SERENDIPITY by LeRoy Miltner
Sometimes a unique opportunity presents itself, and can be grasped if one is prepared to take action. Such was the case for me in January, 1976, when I took my wife and two sons to see the U.S. Figure Skating Championships at the Broadmoor World Arena in Colorado Springs. As an avid amateur photographer, with some quite good equipment, I carried my camera and flash in the hope of getting some nice photos. What happened blew me away.
The crowd knew that the skaters who won this competition would represent the U.S. at the upcoming winter Olympics in Innsbruck, Austria. Many in the stands had their favorites and cheered them on with fervor.
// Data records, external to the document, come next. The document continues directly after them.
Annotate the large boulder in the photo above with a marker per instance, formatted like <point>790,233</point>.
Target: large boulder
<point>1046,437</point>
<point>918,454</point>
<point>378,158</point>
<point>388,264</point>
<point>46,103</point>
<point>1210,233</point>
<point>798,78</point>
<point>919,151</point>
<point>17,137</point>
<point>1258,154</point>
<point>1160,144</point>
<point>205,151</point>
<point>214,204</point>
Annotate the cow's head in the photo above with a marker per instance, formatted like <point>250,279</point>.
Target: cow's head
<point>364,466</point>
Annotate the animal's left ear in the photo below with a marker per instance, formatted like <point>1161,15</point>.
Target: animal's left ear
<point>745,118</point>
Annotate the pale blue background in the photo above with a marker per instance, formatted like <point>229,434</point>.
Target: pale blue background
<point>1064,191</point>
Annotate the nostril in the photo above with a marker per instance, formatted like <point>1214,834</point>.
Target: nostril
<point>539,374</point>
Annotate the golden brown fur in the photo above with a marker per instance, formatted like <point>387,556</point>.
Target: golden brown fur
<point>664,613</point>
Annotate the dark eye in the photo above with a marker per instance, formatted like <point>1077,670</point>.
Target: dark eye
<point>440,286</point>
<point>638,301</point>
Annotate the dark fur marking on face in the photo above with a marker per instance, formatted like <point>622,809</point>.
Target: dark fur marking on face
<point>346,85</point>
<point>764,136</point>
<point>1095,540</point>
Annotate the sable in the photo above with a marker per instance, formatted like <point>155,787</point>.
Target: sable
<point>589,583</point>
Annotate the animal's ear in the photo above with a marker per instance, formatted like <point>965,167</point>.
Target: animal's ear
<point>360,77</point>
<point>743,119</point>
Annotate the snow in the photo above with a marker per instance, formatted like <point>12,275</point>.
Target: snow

There were a lot of fine skaters, making the competition close and my wife and children enjoyed it completely. While the contestants waited nervously, the judges tallied their scores, and finally announced the victors in the several categories. One by one the champions came onto the ice, beaming, crying, waving to their families and friends. Then came the surprise.
There was not a photographer in sight! As the skaters congratulated each other with hugs, and hand-shakes, I made a bold decision. With camera in hand, I climbed down onto the ice and approached the medalists. I must have looked official, or else the young men and women were so dazzled by their winning that it didn't make a difference. First, I asked Dorothy Hamill to pose for me, which she did gladly. Then Randy Gardner and Tai Babilonia followed by the other singles and pairs. They seemed glad to comply with my requests, and I was in photographers' heaven.
I was too busy with my new job to think about the photos for several months, until I learned that Miss Hamill had won a gold medal at the Olympics and was victorious at the World Championships in Göteborg, Sweden. When I looked for the slides, they were nowhere to be found. Finally, I put them out of my mind, quite convinced that they had been lost.
In late 2007, I found a box with hundreds of old photos which were bundled together by year. I chose the year 1976. I began to look at each slide, one by one, and sat wide-eyed and almost unbelieving when the ten missing skating photos appeared! After more than thirty years, the lost were found, and can at last be shared with others!